Expansion of regulatory T cells using low-dose interleukin-2 attenuates hypertension in an experimental model of systemic lupus erythematosus

Systemic lupus erythematosus (SLE) is a chronic multisystem autoimmune disorder that is characterized by prevalent hypertension, renal injury, and cardiovascular disease. Numerous studies have reported a low prevalence and/or impaired function of regulatory T (T-REG) cells in both patients with SLE and murine models of the disease. Evidence suggests that T-REG cell dysfunction in SLE results from a deficiency in IL-2. Recent studies have reported that low-dose IL-2 therapy expands T-REG cells in mouse models of SLE, but whether expanding T-REG cells protects against hypertension and renal injury during SLE is unclear. To examine this question, female SLE (NZBWF1) and control (NZW) mice were injected with vehicle or recombinant mouse IL-2 three times in 24 h followed by single maintenance doses every 5 days for 4 wk. Treatment with IL-2 effectively expanded T-REG cell populations in the peripheral blood, spleen, and kidneys. Circulating levels of anti-dsDNA IgG autoantibodies. a marker of SLE disease activity, were higher in SLE mice compared with control mice but were unaffected by IL-2 treatment.

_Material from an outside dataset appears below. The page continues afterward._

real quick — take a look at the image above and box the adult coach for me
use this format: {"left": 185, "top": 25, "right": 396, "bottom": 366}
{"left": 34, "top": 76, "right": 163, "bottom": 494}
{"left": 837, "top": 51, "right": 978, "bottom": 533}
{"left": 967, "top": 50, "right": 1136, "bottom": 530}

As previously reported by our laboratory, mean arterial pressure. measured in conscious mice by a carotid catheter, was higher in SLE mice than in control mice. Mean arterial pressure was significantly lower in IL-2-treated SLE mice compared with vehicle-treated SLE mice, suggesting that expanding T-REG cells using low-dose IL-2 attenuates the development of hypertension. While the mechanism for the protection against hypertension is unclear, it does not appear to be related to the delay of SLE disease progression.